While only companies are deemed to be agents of innovation in traditional innovation theory, interconnected innovation integrates multiple agents with knowledge creation capabilities into the knowledge network. A behavioral model of interconnected innovation can be built upon the concept of a complex network: each innovation participant in the market is considered a knowledge node in the network, and nodes are connected through dissemination of information, market transactions, innovation cooperation, and social relations.

Two main mechanisms of corporate innovation are present in the framework of interconnected innovation. First, the small-world network nature of interconnected innovation networks allows for reducing connection costs and enhancing innovation efficiency. The advances in underlying internet technology have provided effective solutions to problems regarding information discovery and sharing, considerably accelerating information and knowledge dissemination and reducing the costs of communication and search. The development of AI, machine learning, and data mining technologies has enabled economic agents to clearly understand what is happening and, to some extent, anticipate what will happen.

Second, the scale-free network nature of interconnected innovation networks is reflected in the preference-based connections of nodes, contributing to a new landscape wherein innovation is led by hub companies. Companies in interconnected innovation networks can be categorized into two groups: hub companies (leading companies) with high degree centrality, and knowledge aggregation hubs with high closeness centrality.

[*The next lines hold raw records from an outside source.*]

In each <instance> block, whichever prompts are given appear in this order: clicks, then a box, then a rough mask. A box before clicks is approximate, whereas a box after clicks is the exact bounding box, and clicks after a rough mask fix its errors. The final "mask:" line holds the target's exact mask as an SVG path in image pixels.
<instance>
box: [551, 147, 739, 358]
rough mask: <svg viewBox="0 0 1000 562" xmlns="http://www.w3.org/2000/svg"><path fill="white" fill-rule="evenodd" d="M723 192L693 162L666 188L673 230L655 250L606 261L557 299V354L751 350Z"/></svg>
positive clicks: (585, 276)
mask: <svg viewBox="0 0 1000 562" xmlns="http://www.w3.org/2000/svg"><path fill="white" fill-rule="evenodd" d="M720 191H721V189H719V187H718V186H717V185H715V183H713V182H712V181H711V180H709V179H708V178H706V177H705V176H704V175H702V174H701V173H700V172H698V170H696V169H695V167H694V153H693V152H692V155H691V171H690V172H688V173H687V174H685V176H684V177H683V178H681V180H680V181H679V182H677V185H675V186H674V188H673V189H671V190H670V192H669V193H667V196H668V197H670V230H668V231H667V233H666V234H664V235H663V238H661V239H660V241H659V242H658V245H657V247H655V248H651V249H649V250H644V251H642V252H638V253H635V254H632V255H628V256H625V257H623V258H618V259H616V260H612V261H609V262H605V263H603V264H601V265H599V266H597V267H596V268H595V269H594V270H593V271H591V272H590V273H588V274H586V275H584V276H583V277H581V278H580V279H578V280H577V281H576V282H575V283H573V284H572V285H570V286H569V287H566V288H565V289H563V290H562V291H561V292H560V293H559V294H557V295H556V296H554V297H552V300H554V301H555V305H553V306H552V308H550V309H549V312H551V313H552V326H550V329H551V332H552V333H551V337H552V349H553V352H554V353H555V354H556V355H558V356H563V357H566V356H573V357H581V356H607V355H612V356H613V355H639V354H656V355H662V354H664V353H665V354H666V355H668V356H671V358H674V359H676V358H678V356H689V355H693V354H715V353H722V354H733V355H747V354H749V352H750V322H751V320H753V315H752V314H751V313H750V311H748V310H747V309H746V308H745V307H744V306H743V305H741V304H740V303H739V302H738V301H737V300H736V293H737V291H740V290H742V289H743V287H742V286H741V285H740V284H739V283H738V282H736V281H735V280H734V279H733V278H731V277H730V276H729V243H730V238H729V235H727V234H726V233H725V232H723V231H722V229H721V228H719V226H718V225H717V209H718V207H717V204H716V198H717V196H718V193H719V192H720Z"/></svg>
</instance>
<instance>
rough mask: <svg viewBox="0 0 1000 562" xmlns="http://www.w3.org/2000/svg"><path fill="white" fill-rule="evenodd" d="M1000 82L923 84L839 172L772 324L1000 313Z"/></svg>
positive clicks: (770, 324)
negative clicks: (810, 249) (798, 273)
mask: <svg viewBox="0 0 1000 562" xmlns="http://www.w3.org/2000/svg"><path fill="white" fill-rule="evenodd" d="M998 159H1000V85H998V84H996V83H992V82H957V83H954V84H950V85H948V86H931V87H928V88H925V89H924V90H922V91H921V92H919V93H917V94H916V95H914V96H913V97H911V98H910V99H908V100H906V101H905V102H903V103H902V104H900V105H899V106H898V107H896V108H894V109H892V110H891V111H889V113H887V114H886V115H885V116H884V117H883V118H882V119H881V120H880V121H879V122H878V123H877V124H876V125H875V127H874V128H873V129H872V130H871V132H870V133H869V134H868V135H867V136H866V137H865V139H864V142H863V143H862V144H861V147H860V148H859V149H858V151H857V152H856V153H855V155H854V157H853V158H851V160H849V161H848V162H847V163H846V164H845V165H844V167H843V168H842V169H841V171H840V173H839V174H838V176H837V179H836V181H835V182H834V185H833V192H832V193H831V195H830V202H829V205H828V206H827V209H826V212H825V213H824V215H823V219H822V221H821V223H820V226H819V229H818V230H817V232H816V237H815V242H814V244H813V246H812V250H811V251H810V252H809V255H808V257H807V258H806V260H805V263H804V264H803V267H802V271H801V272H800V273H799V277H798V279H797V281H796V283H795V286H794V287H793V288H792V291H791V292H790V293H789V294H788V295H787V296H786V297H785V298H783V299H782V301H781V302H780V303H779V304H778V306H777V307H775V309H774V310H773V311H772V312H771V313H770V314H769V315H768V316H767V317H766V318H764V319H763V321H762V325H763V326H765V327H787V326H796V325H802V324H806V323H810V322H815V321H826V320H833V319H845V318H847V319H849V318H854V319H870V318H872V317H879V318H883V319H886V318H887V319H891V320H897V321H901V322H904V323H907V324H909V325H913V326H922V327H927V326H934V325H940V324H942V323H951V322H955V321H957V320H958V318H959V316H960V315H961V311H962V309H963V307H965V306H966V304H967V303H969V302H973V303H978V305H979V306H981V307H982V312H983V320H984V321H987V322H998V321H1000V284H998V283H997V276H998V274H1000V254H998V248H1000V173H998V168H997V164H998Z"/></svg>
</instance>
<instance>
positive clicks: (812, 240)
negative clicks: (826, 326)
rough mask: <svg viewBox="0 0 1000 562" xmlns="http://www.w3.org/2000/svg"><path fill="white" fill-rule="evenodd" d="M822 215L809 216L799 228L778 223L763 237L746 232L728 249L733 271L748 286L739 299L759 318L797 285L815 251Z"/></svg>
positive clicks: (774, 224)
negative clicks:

As their preference-based connections evolve, hub companies’ network connections become more centralized, with a more pronounced long-tail distribution. These companies maintain direct cooperation with other companies while also exerting a more extensive influence through technical standards and information sharing platforms. On the one hand, hub nodes and the nodes connected to them often form innovation communities that support and protect small and medium-sized enterprises. On the other hand, the long-tail distribution of hub nodes tends to stifle the innovation of non-hub nodes, resulting in hub nodes monopolizing innovation.

Knowledge aggregation hubs are the favored business partners of other companies. These types of companies engage in cooperative games when they cooperate with other companies in innovation, and enhance their role as innovation platforms. On one hand, they attract more new companies to their platforms and form partnerships. On the other hand, they promote their technical standards and industry standards through collaboration to increase their influence in the industry. In the face of endless technological opportunities in the digital economy, new companies with strong innovation and management capabilities will become highly adaptive nodes in the network and constitute indispensable intermediaries between different nodes through the improvement of adaptive learning ability.

By analyzing the top 500 listed Chinese companies engaged in ICT business during the period of 2015-2020, the author has found that both leading companies and knowledge aggregation hubs in interconnected innovation networks have generated satisfactory innovation output. These companies rely on the internet to search for knowledge. The cost-saving effect and preferential knowledge connections allow them to leverage and integrate a wider range of resources, and thereby innovate based on their own endowment in a dynamic and scalable direction.

An Tongliang (professor) and Jiang Ge (assistant professor) are from the School of Business at Nanjing University. Wei Jie (associate professor) is from the School of Digital Economy and Management at Nanjing University.